Dadels zijn tegenwoordig min of meer onbekende vruchten en onbekend maakt onbemind. Toch zijn deze steenvruchten heel gezond, ze zitten vol met vitamine C, ijzer en vezels. Dadels werden vroeger veel gegeten door vrouwen die in verwachting waren en tijdens de tijd dat zij borstvoeding gaven. Verse dadels kom je in onze winkels bijna niet meer tegen. De meeste dadels die wij hier eten zijn gedroogd.
Dadels hebben in hun gedroogde vorm een erg zoete smaak. Verse en vries- verse dadels kun je meestal nog wel vinden in de Turkse en Griekse winkels.

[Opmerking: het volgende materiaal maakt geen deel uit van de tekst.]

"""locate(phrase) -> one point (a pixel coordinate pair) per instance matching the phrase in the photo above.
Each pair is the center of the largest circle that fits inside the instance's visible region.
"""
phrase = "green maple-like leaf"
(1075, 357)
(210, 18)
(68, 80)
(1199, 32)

In deze landen worden in tegenstelling tot hier de dadels juist veelvuldig gebruikt als smaakversterkers in diverse gerechten. Alle goede stoffen die men nodig heeft blijven in de verse en vries- verse dadels bewaard. Een dadel bevat veel natuurlijke suikers maar geen vet en maar weinig calorieën wat ze ook bij diëten geschikt maakt. De verse dadel is langwerpig en heeft een schil, de dadel hoeft niet geschild te worden, wel even de pit in het midden verwijderen. Je kunt dadels zo eten maar ze ook verwerken in gerechten.

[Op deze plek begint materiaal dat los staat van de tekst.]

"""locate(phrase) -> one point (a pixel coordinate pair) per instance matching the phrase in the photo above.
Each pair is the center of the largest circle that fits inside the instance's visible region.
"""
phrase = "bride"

Je kunt de dadels eenvoudig in stukjes of reepjes knippen of snijden met een scherp mesje. Naast vitamine C, ijzer en vezels bevat een dadel veel mineralen en andere vitamines waaronder B6. Daarnaast zit in dadels geen cholesterol. De gedroogde dadels die je wel eens tegen komt in noten mixen zijn minder gezond omdat deze gekookt zijn in stroop. In een notencake en in verschillende ontbijtkoeken komt men regelmatig gedroogde dadels tegels. Verse dadels kunnen meegesmoord worden bij wildgerechten of in sausen. In Turkse en Griekse gerechten als couscous en baklava worden verse dadels gebruikt. In Spanje komt men nog wel eens dadels tegen bij Tapas en in nagerechten. Vooral verse dadels zijn heel gezond.